General Complications

  • Anastomotic Leak:
    • Cervical: Common but manageable conservatively.
    • Intrathoracic: More severe, may need stent, drainage, or re-operation.
  • Pulmonary Complications:
    • Pneumonia, atelectasis, respiratory failure.
    • Managed with physiotherapy, antibiotics, oxygen support.
  • RLN Palsy:
    • Hoarseness, aspiration risk.
    • Managed with voice therapy or vocal cord medialization.
  • Cardiac Events:
    • Atrial fibrillation, arrhythmias.
    • Managed with medications, anticoagulation.
  • Chyle Leak:
    • Conservative management, reoperation if persistent.
  • Bleeding: May require transfusion or re-operation.
  • Wound Infection: Less common; treated with antibiotics and drainage.
  • Delayed Gastric Emptying: Managed with prokinetics, dietary changes.
  • Anastomotic Stricture (Late): Treated with endoscopic dilation.
  • Reflux and Dumping Syndrome (Late):
    • Managed with lifestyle and dietary changes.
  • DVT/PE: Prophylaxis standard; anticoagulation if occurs.

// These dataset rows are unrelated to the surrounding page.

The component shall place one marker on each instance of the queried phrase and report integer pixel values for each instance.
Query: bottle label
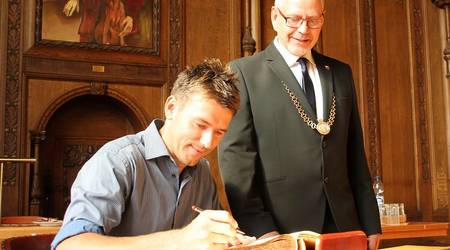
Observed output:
(380, 200)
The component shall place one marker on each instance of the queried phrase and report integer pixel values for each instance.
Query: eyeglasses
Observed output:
(296, 21)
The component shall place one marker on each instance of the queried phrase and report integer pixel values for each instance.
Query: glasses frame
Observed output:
(307, 20)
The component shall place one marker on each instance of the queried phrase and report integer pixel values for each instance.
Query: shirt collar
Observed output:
(153, 143)
(291, 59)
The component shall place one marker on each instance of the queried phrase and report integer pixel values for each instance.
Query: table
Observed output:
(14, 231)
(414, 230)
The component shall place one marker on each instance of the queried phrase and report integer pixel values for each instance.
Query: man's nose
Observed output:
(207, 139)
(303, 27)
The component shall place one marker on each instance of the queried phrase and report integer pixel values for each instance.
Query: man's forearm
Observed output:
(87, 241)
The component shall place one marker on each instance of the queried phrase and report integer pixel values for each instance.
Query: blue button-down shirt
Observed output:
(132, 186)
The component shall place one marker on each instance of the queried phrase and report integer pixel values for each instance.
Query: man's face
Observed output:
(297, 40)
(194, 128)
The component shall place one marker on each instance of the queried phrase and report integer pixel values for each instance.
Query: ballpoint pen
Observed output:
(199, 210)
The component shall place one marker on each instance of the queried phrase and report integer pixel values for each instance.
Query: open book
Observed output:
(306, 240)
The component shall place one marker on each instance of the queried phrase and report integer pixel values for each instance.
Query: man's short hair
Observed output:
(211, 77)
(277, 3)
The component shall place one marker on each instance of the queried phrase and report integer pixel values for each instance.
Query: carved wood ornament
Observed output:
(445, 4)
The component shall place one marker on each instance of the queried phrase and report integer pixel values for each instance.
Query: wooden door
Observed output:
(73, 134)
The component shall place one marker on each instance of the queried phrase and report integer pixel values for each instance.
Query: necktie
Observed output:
(308, 86)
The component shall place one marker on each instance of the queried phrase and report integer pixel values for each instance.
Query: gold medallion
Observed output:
(323, 127)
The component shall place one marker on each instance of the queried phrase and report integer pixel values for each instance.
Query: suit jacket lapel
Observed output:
(284, 73)
(326, 80)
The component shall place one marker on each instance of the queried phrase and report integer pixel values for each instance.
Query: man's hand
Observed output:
(374, 241)
(212, 229)
(126, 26)
(70, 7)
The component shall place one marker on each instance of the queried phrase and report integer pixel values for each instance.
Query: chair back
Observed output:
(34, 242)
(26, 219)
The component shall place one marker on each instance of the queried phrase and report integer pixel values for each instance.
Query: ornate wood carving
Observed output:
(74, 156)
(445, 4)
(419, 41)
(374, 154)
(98, 88)
(248, 43)
(11, 132)
(36, 192)
(176, 38)
(441, 3)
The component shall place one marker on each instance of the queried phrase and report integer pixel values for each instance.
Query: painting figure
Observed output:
(109, 31)
(102, 21)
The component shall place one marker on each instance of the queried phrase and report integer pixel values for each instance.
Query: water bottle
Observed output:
(378, 188)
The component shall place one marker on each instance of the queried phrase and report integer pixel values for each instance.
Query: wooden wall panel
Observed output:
(212, 30)
(209, 27)
(396, 94)
(439, 92)
(267, 32)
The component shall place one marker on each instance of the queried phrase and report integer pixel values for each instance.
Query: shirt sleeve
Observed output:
(73, 228)
(100, 190)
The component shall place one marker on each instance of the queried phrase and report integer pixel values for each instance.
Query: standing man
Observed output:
(142, 187)
(293, 157)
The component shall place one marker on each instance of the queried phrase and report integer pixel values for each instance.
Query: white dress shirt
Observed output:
(291, 61)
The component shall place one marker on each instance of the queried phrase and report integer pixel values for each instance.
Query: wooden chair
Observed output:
(35, 242)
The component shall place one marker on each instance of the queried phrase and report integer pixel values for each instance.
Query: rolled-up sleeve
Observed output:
(73, 228)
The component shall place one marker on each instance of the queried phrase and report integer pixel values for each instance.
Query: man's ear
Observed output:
(170, 107)
(273, 18)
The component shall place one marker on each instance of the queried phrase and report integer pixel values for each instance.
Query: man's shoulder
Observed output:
(318, 57)
(121, 143)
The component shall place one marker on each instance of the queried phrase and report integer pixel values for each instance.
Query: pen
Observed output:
(199, 210)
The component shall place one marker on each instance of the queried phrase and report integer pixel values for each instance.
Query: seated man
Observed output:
(142, 187)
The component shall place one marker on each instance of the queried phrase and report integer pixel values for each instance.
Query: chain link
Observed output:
(303, 114)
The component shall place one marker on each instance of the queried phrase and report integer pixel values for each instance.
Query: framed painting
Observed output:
(116, 25)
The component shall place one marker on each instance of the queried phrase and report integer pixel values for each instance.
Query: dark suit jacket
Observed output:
(278, 172)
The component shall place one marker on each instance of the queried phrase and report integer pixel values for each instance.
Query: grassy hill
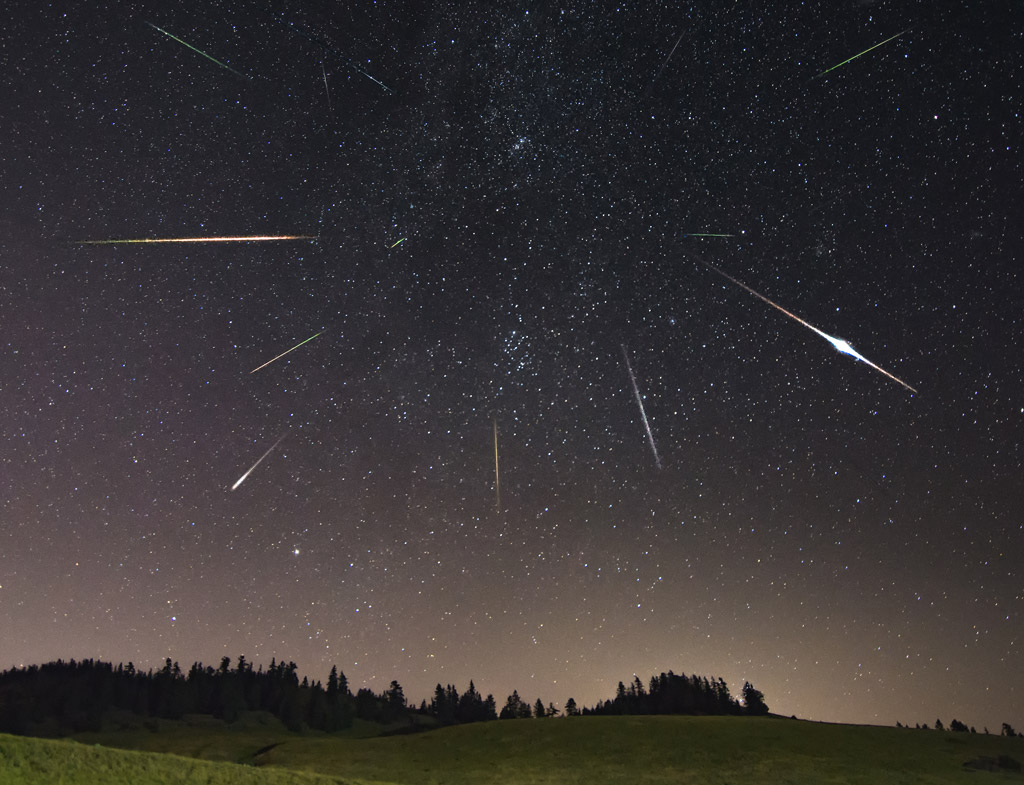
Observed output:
(44, 761)
(591, 750)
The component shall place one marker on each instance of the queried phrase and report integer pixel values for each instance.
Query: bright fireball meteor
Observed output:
(839, 343)
(242, 479)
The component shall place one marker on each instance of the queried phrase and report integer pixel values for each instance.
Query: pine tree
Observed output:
(754, 700)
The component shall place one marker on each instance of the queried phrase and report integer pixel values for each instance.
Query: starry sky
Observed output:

Robotic-Specific Considerations

  • No Tactile Feedback: Reliance on visual cues.
  • Longer Operative Time During Learning Phase.
  • Port-Site Complications.
  • Higher Cost.
  • Steep Learning Curve: Requires training and experience.

A multidisciplinary team and Enhanced Recovery After Surgery (ERAS) protocols are essential for optimal outcomes.